İspanyolca içindeki incremento ne anlama geliyor?

İspanyolca'deki incremento kelimesinin anlamı nedir? Makale, tam anlamını, telaffuzunu ve iki dilli örneklerle birlikte incremento'ün İspanyolca'te nasıl kullanılacağına ilişkin talimatları açıklamaktadır.

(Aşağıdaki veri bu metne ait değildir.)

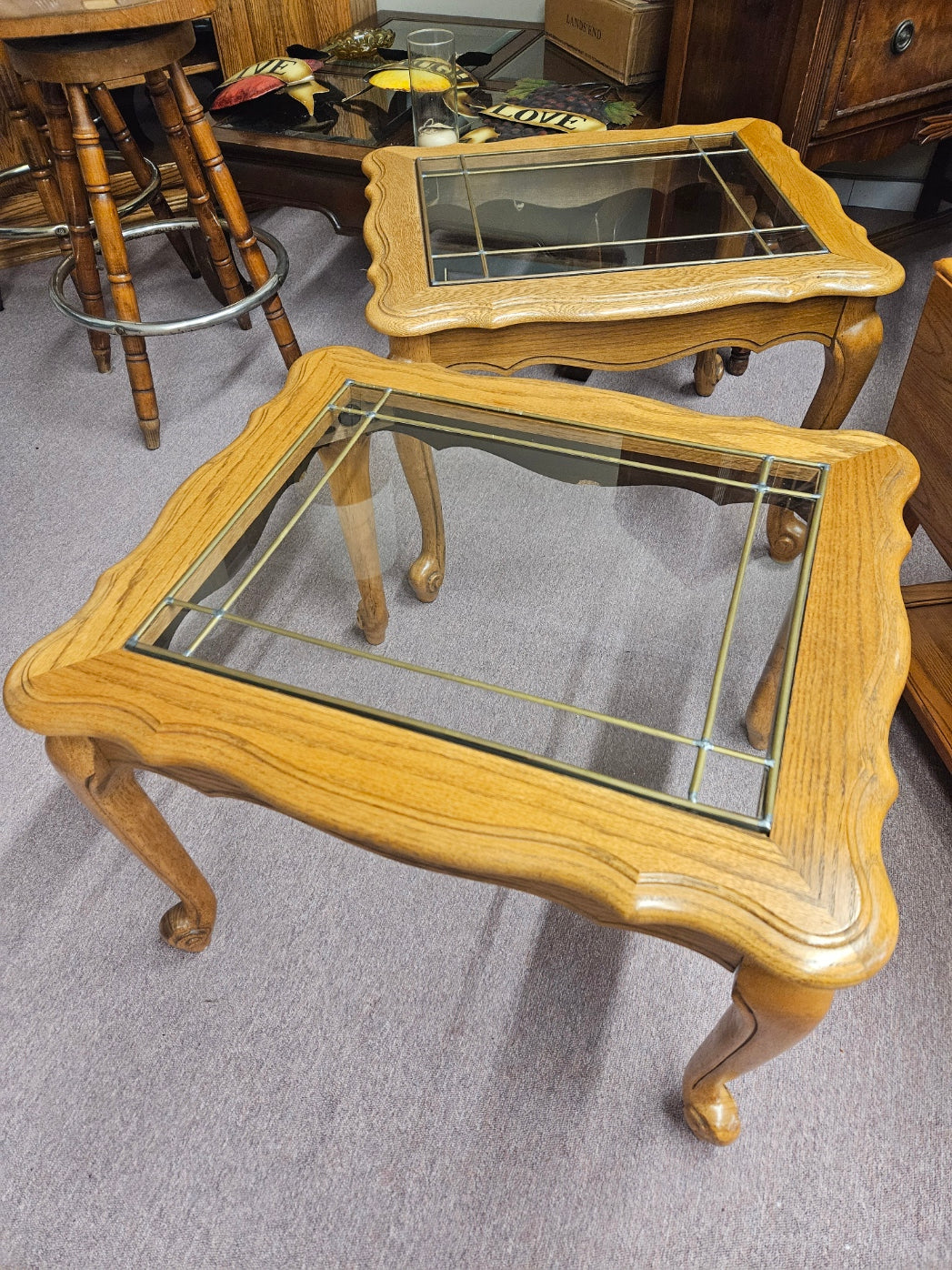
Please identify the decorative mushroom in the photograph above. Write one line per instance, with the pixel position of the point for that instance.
(292, 76)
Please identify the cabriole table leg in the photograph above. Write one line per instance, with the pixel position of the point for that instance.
(426, 573)
(109, 791)
(350, 489)
(767, 1015)
(847, 363)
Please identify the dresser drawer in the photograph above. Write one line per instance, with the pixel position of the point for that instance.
(897, 50)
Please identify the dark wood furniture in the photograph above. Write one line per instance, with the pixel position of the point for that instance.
(69, 52)
(845, 79)
(323, 173)
(922, 419)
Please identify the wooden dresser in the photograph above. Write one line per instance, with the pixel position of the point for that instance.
(845, 79)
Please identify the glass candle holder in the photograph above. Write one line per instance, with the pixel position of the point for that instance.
(432, 61)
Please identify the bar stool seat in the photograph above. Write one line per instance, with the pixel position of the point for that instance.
(66, 56)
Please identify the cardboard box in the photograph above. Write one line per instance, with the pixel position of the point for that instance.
(626, 39)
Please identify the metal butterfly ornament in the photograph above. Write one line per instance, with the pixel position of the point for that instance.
(291, 76)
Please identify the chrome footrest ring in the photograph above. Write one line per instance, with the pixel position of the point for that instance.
(174, 327)
(41, 231)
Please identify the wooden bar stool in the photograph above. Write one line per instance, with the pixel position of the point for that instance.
(29, 128)
(71, 52)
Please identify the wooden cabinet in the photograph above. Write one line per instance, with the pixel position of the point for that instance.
(845, 79)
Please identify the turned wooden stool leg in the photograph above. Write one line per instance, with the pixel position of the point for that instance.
(847, 363)
(426, 573)
(227, 197)
(198, 196)
(708, 371)
(117, 266)
(85, 276)
(31, 144)
(125, 145)
(350, 489)
(767, 1015)
(115, 799)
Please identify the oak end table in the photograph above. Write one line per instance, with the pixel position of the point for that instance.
(637, 714)
(619, 250)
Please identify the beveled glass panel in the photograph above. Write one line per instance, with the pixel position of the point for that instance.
(606, 610)
(602, 208)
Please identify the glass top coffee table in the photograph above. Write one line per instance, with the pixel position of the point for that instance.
(618, 702)
(619, 250)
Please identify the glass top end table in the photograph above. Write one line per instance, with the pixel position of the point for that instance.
(602, 207)
(617, 700)
(621, 250)
(669, 534)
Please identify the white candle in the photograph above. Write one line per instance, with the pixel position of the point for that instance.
(436, 135)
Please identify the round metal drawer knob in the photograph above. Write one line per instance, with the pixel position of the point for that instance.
(903, 35)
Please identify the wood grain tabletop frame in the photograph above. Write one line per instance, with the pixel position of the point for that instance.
(406, 305)
(797, 913)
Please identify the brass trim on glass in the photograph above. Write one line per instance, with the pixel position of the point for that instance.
(433, 169)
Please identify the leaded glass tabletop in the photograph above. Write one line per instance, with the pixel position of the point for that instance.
(596, 208)
(608, 605)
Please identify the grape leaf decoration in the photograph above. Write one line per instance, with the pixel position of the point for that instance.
(526, 86)
(619, 112)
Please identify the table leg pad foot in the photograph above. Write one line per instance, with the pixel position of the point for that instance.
(715, 1120)
(426, 577)
(178, 929)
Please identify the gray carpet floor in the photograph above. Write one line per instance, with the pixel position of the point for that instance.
(381, 1068)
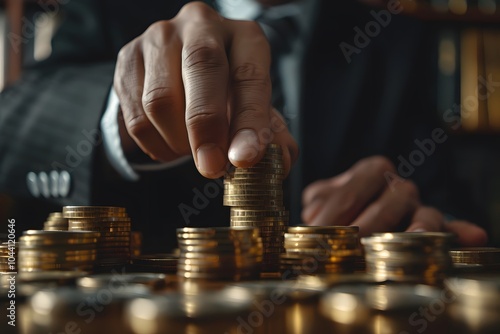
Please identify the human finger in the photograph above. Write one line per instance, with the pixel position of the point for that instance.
(387, 211)
(250, 93)
(128, 84)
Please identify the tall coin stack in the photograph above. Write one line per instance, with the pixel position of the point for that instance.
(255, 196)
(322, 249)
(219, 253)
(56, 222)
(419, 257)
(114, 227)
(57, 250)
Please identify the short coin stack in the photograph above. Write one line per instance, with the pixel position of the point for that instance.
(114, 227)
(57, 250)
(255, 196)
(322, 249)
(6, 252)
(419, 257)
(488, 258)
(56, 222)
(219, 253)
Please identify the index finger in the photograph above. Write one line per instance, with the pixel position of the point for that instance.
(205, 72)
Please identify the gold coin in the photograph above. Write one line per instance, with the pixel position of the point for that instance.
(305, 229)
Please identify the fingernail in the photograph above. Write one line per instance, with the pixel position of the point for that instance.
(245, 146)
(210, 160)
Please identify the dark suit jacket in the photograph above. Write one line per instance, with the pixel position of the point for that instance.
(378, 104)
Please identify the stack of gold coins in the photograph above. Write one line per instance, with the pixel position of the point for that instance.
(135, 243)
(224, 253)
(114, 227)
(155, 263)
(255, 196)
(57, 250)
(420, 257)
(56, 222)
(8, 256)
(322, 249)
(488, 258)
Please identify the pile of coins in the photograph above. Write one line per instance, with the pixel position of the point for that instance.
(114, 227)
(223, 253)
(420, 257)
(56, 222)
(322, 249)
(255, 196)
(57, 250)
(8, 251)
(487, 258)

İspanyolca içindeki incremento kelimesi artırmak, çok artırmak, yükseltmek, artırmak, genişletmek, artırmak, çoğaltmak, artırmak, tırmandırmak, artmak, artırmak, artırmak, artmak, yükselmek, çoğalmak, artırmak, çoğaltmak, artırmak, toplamak, artırmak, yükseltmek, artırmak, güçlendirmek, artırmak, artış, artma, , artış, yükselme, artma, (miktar) yükselme, artma, çoğalma, artış, yükselme, artış, artış, yükseliş, artırmak anlamına gelir. Daha fazla bilgi için lütfen aşağıdaki ayrıntılara bakın.

telaffuz dinle

incremento kelimesinin anlamı

artırmak

verbo transitivo

(geçişli fiil: Fiillin belirttiği hareket ya da olay nesne üzerinde gerçekleşiyorsa yani bir nesneyi etkiliyorsa bu geçişli fiildir (örnek: "çocuk yemeğini yedi").)
Aumentaron (or: incrementaron) el número de manzanas en el almacén.

çok artırmak

(mecazlı)

(geçişli fiil: Fiillin belirttiği hareket ya da olay nesne üzerinde gerçekleşiyorsa yani bir nesneyi etkiliyorsa bu geçişli fiildir (örnek: "çocuk yemeğini yedi").)

yükseltmek, artırmak

verbo transitivo

(fiil: Varlıkların ve kavramların (isimlerin) yapmış oldukları hareketleri, içinde bulundukları durumları, etkilendikleri işleri ifade eder.)
Los hoteles siempre incrementan sus precios durante los fines de semana.

genişletmek

verbo transitivo

(geçişli fiil: Fiillin belirttiği hareket ya da olay nesne üzerinde gerçekleşiyorsa yani bir nesneyi etkiliyorsa bu geçişli fiildir (örnek: "çocuk yemeğini yedi").)
El ayuntamiento ha incrementado el cuerpo de policía debido al aumento de delitos.

artırmak, çoğaltmak

(geçişli fiil: Fiillin belirttiği hareket ya da olay nesne üzerinde gerçekleşiyorsa yani bir nesneyi etkiliyorsa bu geçişli fiildir (örnek: "çocuk yemeğini yedi").)
Nuestra fiesta aumentó con la llegada de algunos invitados retrasados.

artırmak

(fiil: Varlıkların ve kavramların (isimlerin) yapmış oldukları hareketleri, içinde bulundukları durumları, etkilendikleri işleri ifade eder.)
Al aumentar la demanda de sus productos respetuosos del medio ambiente, la empresa se vio obligada a reforzar la producción.

tırmandırmak

(ataques) (gerilim, vb.)

(geçişli fiil: Fiillin belirttiği hareket ya da olay nesne üzerinde gerçekleşiyorsa yani bir nesneyi etkiliyorsa bu geçişli fiildir (örnek: "çocuk yemeğini yedi").)
Lo criticaron cuando se proclamó a favor de intensificar la guerra.

artmak

(geçişsiz fiil: Fiil bir nesne olmadan gerçekleşiyor ve sadece öznenin üstünde kalıyorsa bu geçişsiz fiildir (örnek: "çocuk konuşuyor").)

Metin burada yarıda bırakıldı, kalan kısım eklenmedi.